How is it callous to point out that Ann Romney tells us to vote for her husband? And that said husband espouses policies that would make the lives of people with MS or breast cancer harder?
The issue isn’t that Ann Romney had breast cancer or has MS. The issue (among other issues) is that Romney is wholeheartedly in favor of policies that would callously deny others access to the same treatment she has has. Or any treatment at all. Why are you so incapable of admitting this fact?
It’s not Ann Romney’s riches many of us find reprehensible. It’s her failure to admit to having such riches. And her callousness towards those who don’t share her unearned privileges.
There is no point in invoking logic or reality with the likes of magellan01 and his ilk. He’s drunk the kool-aid and there is no chance of rational discussion.
She does not deny her wealth. But focusing on her mortality she’s not saying she’s not rich. The two have nothing to do with each other. Except, evidently, in your mind.
Some people have a problem with the wealthy because they charge that they view those poorer than them as being less human. You do the converse here. You seem to think that if her humanity is dialed up, that her wealth becomes less. The two thing have nothing to do with each other. It’s like claiming that the the blueness of a person’s eyes gets diminished by their being taller.
Thanks you for yet another of your valuable contributions to SDMB debates. “Kool-aid” and “ilk” it one short post. Your value to the boards is incalculable.
It necessarily follows from her attitude.
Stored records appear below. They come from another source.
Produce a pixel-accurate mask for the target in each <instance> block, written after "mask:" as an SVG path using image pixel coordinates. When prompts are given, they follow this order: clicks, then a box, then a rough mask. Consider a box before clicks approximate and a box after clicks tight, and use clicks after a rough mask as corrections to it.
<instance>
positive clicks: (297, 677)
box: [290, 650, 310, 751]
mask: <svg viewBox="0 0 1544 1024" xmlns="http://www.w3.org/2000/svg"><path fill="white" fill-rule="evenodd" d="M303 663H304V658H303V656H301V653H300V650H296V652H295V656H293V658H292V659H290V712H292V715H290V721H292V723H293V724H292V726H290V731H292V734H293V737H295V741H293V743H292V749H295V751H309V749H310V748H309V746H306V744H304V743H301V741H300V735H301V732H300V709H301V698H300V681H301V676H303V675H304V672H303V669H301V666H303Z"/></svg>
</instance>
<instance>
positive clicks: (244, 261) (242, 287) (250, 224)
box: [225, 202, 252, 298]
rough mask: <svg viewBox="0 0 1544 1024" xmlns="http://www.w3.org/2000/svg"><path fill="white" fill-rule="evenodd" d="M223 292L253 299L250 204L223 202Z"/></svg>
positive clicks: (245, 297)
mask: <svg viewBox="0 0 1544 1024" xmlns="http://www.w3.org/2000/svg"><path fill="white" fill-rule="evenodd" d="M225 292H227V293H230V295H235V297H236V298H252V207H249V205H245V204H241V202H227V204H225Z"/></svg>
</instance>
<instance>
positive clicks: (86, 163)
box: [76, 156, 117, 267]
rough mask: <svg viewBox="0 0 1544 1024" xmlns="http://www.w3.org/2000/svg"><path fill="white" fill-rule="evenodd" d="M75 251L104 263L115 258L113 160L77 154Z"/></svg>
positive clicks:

She deprives Anne Romney of the most fundamental aspects of being human. In her her mind, wealth erases, or degrades the most fundamental aspects of our humanity.
For the fifteenth time Ann Romney is the one depriving people of their fundamental humanity by a) pretending she’s ever faced the same financial problems we do and b) telling us to vote for her husband and his plans to hurt cancer and MS patients who don’t share her wealth.
In her mind it’s okay to do that as long it means she and her husband can pay less in taxes.
Can you lay out the logic of that a little bit? I’ve honestly got no idea how you could possibly arrive at that conclusion, based on anything she’s posted here.
I don’t know if you are trying to misunderstand what everyone is saying, but if not, try this. First, try to separate from your thoughts the idea that any rational person thinks that generic wealthy people are not human.
Okay, now, in your example above, that sounds horrible and I sympathize with anyone who has lost a child. No amount of wealth or insurance money could lessen that tragedy. But this woman is not running for President on the Republican platform. She sounds like a regular middle class person.
Imagine a woman whose husband had killed their children and then himself, thus invalidating his life insurance and obviously multiplying the horror. Say she misses a week of work, what with the multiple funerals and all. Her boss fires her for taking unapproved leave. As she’s being escorted out of the building, her boss (your friend ) says she really knows how she feels, after all, she went through the same thing.
Yeah, seriously, the fact that the Romneys are rich isn’t the problem. Most pols on this level are, at least compared to us common folk. But why take the tack “I’m just like you, I’ve struggled financially?” Because you haven’t. It’s pandering, it’s untrue, and it really insults the intelligence of the American people.
Funnily, enough, I remember tons of abuse directed at the Kerrys back in 2004 because they were rich. But I don’t think they tried to insult the electorate by insisting that the private school educated, windsurfing Kerrys were “just like us” with their hardscrabble tuna and pasta dinners by candlelight.
The thing is, I think Ann Romney seems like a nice enough lady. She just seems clueless and insulated from the economic reality that most Americans live in. Her health woes are certainly humanizing and are the kinds of tragedies that affect everyone - but being able to tackle a devastating diagnosis with resources that she had is very different from someone without the privilege and access to treatment.
I think it was a tactical error to not acknowledge their wealth and privilege. It would be easy to say, “Yes, we’ve been blessed by the opportunities America presented to us. We want to give back, and have been giving back, by being involved in public service.” It seems like a softball sailed across the plate and Ann’s speechwriters missed.
Her whole nonsense spiel about eating pasta and tuna and having a desk made out a door and two sawhorses was meant to do just that: deny her wealth and privilege.